5 mesures d’urgence pour sortir Marseille du péril

Lettre ouverte aux nouveaux et nouvelles élu·es et à la Ministre déléguée au logement (extraits)
Publiée sur Libération.fr, le 20 juillet 2020

Nos tribunes se suivent… et se ressemblent. «20 mois après le drame de la rue d’Aubagne», la formule est désormais consacrée et répétée insatiablement. 4500, 583, 2600: respectivement autant de personnes délogées, immeubles évacués, signalements non traités. La crise des périls à Marseille continue à un rythme constant et personne n’agit, comme si elle était devenue une routine.

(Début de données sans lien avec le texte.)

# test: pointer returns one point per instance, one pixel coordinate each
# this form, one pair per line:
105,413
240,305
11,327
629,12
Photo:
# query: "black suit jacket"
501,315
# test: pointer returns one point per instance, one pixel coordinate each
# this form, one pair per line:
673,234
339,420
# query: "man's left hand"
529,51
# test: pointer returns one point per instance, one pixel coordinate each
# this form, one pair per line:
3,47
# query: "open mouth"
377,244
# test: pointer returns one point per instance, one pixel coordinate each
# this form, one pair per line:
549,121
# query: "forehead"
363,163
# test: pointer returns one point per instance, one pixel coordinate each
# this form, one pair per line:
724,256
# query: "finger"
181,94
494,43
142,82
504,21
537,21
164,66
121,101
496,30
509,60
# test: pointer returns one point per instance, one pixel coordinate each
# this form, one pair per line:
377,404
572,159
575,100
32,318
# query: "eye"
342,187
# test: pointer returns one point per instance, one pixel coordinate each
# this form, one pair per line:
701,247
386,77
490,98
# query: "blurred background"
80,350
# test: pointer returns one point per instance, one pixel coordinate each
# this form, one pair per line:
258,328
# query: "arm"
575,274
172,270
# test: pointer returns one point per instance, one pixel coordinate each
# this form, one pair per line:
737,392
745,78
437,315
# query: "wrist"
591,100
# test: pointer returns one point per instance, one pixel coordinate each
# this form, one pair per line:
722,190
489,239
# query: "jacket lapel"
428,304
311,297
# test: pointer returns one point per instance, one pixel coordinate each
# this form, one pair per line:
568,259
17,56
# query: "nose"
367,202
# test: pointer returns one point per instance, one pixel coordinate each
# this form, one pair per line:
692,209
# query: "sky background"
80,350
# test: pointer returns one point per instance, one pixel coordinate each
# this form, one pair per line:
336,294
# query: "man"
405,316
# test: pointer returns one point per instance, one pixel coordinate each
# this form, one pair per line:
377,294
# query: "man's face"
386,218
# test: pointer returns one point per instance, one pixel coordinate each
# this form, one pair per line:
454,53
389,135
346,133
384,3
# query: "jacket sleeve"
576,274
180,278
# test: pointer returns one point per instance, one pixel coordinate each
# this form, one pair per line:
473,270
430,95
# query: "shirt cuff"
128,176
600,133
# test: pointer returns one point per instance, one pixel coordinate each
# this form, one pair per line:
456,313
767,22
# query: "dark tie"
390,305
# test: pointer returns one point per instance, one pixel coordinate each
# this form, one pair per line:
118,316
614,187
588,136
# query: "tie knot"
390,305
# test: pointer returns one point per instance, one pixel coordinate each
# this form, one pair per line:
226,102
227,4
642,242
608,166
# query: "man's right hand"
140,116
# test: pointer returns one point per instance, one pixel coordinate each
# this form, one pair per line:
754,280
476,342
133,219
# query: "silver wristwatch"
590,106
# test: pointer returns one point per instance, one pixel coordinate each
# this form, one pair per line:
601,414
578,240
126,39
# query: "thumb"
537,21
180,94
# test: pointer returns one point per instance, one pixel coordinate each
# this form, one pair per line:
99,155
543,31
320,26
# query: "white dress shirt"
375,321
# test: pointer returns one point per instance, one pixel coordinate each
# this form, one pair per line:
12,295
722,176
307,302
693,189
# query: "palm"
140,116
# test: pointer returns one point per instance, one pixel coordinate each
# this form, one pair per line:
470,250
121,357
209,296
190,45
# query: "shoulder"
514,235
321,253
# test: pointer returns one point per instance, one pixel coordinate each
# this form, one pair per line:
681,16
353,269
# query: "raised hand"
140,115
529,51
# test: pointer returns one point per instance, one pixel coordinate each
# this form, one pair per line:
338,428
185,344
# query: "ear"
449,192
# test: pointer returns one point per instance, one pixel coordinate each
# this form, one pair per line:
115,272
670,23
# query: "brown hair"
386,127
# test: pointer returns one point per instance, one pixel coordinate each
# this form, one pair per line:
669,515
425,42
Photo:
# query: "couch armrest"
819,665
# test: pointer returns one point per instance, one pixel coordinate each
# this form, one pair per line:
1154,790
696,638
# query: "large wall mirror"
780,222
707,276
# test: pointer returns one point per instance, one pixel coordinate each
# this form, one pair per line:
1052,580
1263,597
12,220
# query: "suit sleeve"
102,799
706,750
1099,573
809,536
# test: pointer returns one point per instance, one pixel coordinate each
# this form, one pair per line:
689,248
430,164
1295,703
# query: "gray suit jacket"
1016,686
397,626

Même le juge des référés, que nous avons saisi le 26 juin dernier, n’a pas voulu se saisir de la responsabilité de résoudre cette crise tant l’ampleur des désordres «structurels» est grande. Pourtant, rien que pendant le confinement, ce sont encore 29 immeubles qui ont été évacués, autant de vies suspendues en pleine crise sanitaire mondiale. Ni les travaux d’office, ni les réhabilitations, ni les relogements suffisants n’ont été mis en œuvre. Ni les rapports d’experts, ni les chiffres actualisés, ni même la simple brochure d’information que la municipalité devait fournir n’ont été transmis aux personnes délogées et aux habitant·es. Cette crise et la mobilisation citoyenne historique qui lui a fait écho ont été l’un des éléments fondamentaux de la chute de l’ancienne majorité municipale, le monstre qui a dévoré nos murs.

Vous, conseiller·es métropolitain·es et municipaux·les, nouvellement élu·es, Ministre nouvellement nommée, qui prenez la responsabilité des institutions, allez devoir prendre à bras le corps cette situation. Nous vous transmettons aujourd’hui, ainsi qu’aux Marseillais·es, les cinq premières mesures d’urgence qui nous semblent indispensables pour sortir Marseille du péril. Celles-ci sont le résultat de nos expertises citoyennes déjà rendues publiques. La grande majorité d’entre elles sont de simples applications tant attendues de la Charte du relogement, co-écrite par les personnes délogées et les citoyen·nes solidaires puis imposée au conseil municipal et à l’Etat au terme d’une longue mobilisation. 

Nous avons développé ces cinq mesures d’urgence dans ce document que nous vous transmettons. Il est un nouvel exemple de ce que les milliers de Marseillais·es ont appris à faire depuis des années: prendre en main notre propre ville, nouer des solidarités, constituer une expertise d’habitant·es qui devra devenir l’un des piliers de notre démocratie locale dès ces prochains mois et ce dans l’ensemble des quartiers marseillais. Nos ami·es du Sud, du Nord et de l’Est de la ville le savent tout autant que nous: il est temps que la dignité et le droit au logement de chacun·e soient respectés. Prendre la mesure du péril dans lequel notre ville a sombré est plus qu’une urgence, c’est une responsabilité qui vous incombe désormais!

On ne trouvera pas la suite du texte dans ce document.